The product analyzed by Bitdefender researchers Dragos Gavrilut, Radu Basaraba and George Cabau is a smart socket installed, configured and controlled using iOS and Android apps available on the App Store and Google Play.
During the setup process, the user ends up instructed to provide the Wi-Fi credentials needed by the device to connect to the local wireless network. The device also registers with the vendor’s server through a UDP message containing the device’s name, model and MAC address.
Experts discovered several vulnerabilities, including the socket’s hotspot being protected by weak, default credentials, and users are not warned about the risks of leaving them unchanged.
Another problem is the mobile app transfers Wi-Fi credentials in clear text, allowing an attacker to intercept the information. Furthermore, communications between the device and the application go through the manufacturer’s server without being encrypted – the data is only encoded and it can be easily decoded.
The security weaknesses plaguing the product can be exploited by a remote attacker who knows the MAC and default password to take control of the device, the researchers said in a blog post. This includes making configuration changes (e.g. modifying schedules) and obtaining user information.
The product analyzed by the security firm includes an email notification feature that requires the user to provide their email username and password. If an attacker gains access to the device, they can steal the victim’s email credentials and hack their account.
Experts also found due to the lack of password sanitization, attackers can inject arbitrary commands into new password requests. This allows them not only to overwrite the root password, but also to open the embedded Telnet service and remotely hijack the device. The method can also end up used to install malicious firmware, which gives hackers persistent access to the socket and from there to all the other devices on the local network.
“One of the most destructive actions an attacker can take is to rip off the existing software and plant malicious software in its place,” Cabau said in a post. “For users, the consequences can extend to losing control of all their network-connected devices as they become weapons of attack in a cyber-criminal network, as well as to exposing their email accounts and their contents.”
Bitdefender offered advice for users:
• Perform a thorough research before buying an IoT device for their homes.

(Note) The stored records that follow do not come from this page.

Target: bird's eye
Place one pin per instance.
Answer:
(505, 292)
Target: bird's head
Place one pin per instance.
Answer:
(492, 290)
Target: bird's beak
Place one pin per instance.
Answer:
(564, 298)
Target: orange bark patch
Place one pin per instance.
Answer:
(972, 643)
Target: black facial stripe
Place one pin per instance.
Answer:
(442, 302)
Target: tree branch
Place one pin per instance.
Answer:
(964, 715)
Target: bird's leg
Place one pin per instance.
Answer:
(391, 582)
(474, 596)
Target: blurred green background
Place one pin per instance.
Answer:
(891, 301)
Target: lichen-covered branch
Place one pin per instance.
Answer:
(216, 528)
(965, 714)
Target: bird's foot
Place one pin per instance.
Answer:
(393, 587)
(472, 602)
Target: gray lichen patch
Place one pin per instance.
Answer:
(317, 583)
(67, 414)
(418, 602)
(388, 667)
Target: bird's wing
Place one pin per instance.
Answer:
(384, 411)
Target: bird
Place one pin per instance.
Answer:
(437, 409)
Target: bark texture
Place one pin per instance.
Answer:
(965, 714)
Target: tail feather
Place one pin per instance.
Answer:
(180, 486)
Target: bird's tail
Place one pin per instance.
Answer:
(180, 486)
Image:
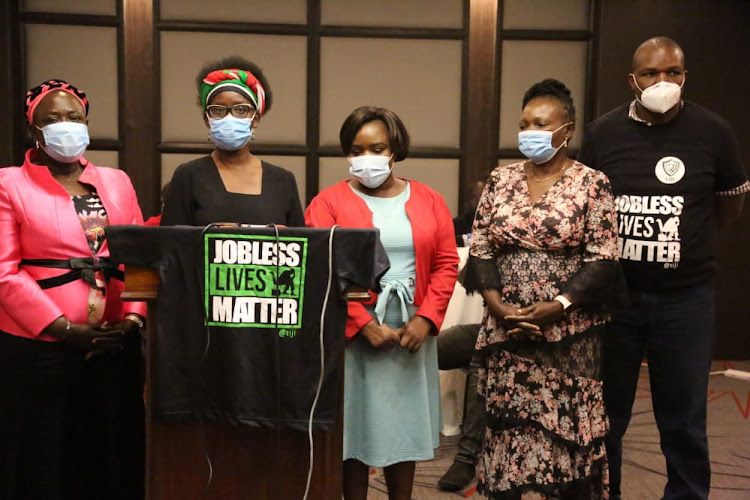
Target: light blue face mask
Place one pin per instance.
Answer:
(230, 133)
(536, 145)
(65, 141)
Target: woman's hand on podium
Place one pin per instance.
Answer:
(381, 337)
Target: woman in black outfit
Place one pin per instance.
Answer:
(231, 184)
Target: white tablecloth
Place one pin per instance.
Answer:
(463, 309)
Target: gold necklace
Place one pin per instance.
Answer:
(537, 179)
(73, 176)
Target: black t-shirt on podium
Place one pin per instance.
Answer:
(665, 179)
(258, 360)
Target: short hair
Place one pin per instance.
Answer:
(552, 88)
(656, 42)
(235, 62)
(398, 137)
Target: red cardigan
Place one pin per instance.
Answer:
(434, 245)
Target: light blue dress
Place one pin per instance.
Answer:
(392, 397)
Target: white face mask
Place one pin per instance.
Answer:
(660, 97)
(370, 170)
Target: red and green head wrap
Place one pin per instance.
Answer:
(237, 80)
(35, 96)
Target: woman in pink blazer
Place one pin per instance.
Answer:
(71, 414)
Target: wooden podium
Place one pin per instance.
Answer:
(222, 461)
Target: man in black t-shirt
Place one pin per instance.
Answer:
(677, 177)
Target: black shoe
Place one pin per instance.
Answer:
(457, 477)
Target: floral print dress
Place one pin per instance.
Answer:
(543, 396)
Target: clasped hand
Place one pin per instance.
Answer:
(93, 340)
(411, 336)
(528, 320)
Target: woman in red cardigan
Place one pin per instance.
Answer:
(391, 389)
(71, 413)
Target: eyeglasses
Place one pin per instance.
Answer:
(218, 112)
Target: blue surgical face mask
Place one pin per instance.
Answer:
(65, 141)
(230, 133)
(370, 170)
(536, 145)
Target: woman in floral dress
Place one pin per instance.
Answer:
(543, 255)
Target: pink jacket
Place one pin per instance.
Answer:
(38, 221)
(434, 245)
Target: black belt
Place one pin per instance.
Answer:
(80, 268)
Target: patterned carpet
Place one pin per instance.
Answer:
(644, 472)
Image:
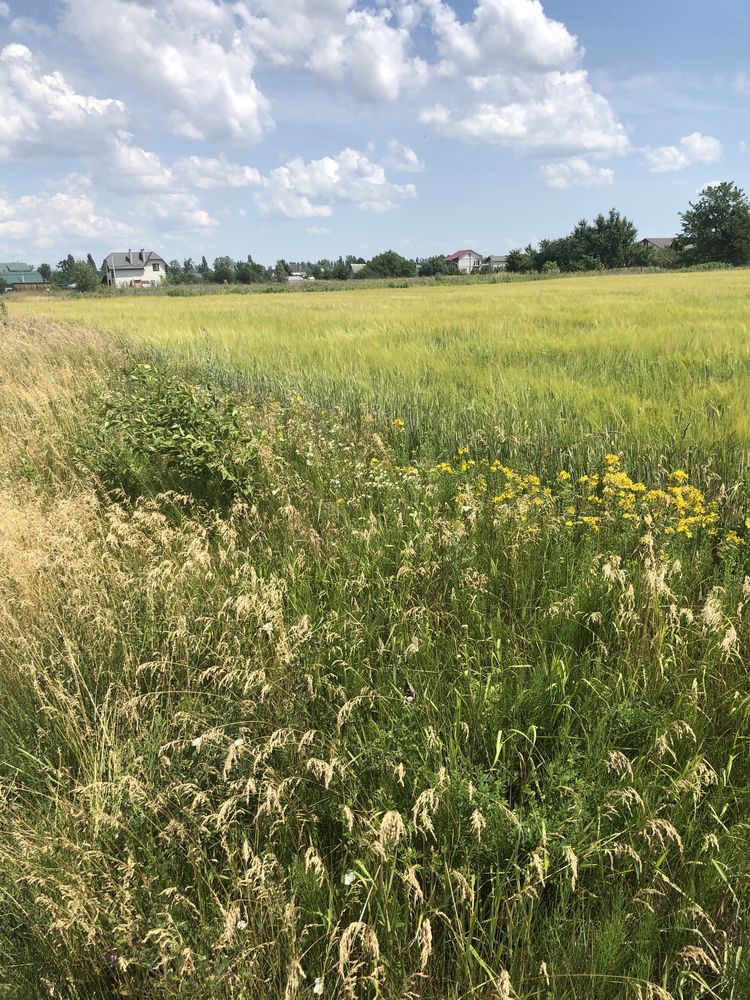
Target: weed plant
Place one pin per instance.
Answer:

Online reviews may reveal privacy issues other users have encountered.
• Test the device to understand how it works (if possible). How does it connect to the Internet, what data can it access, where is that data stored and under what circumstances?
• Proper research into the new device will help users weigh the risks and benefits – can this device turn into a privacy hazard? Using data collected from it, could someone infiltrate the home Wi-Fi network to snoop on private conversations and steal other personal information?
• Read the privacy statement before activating the device and connecting it to the web.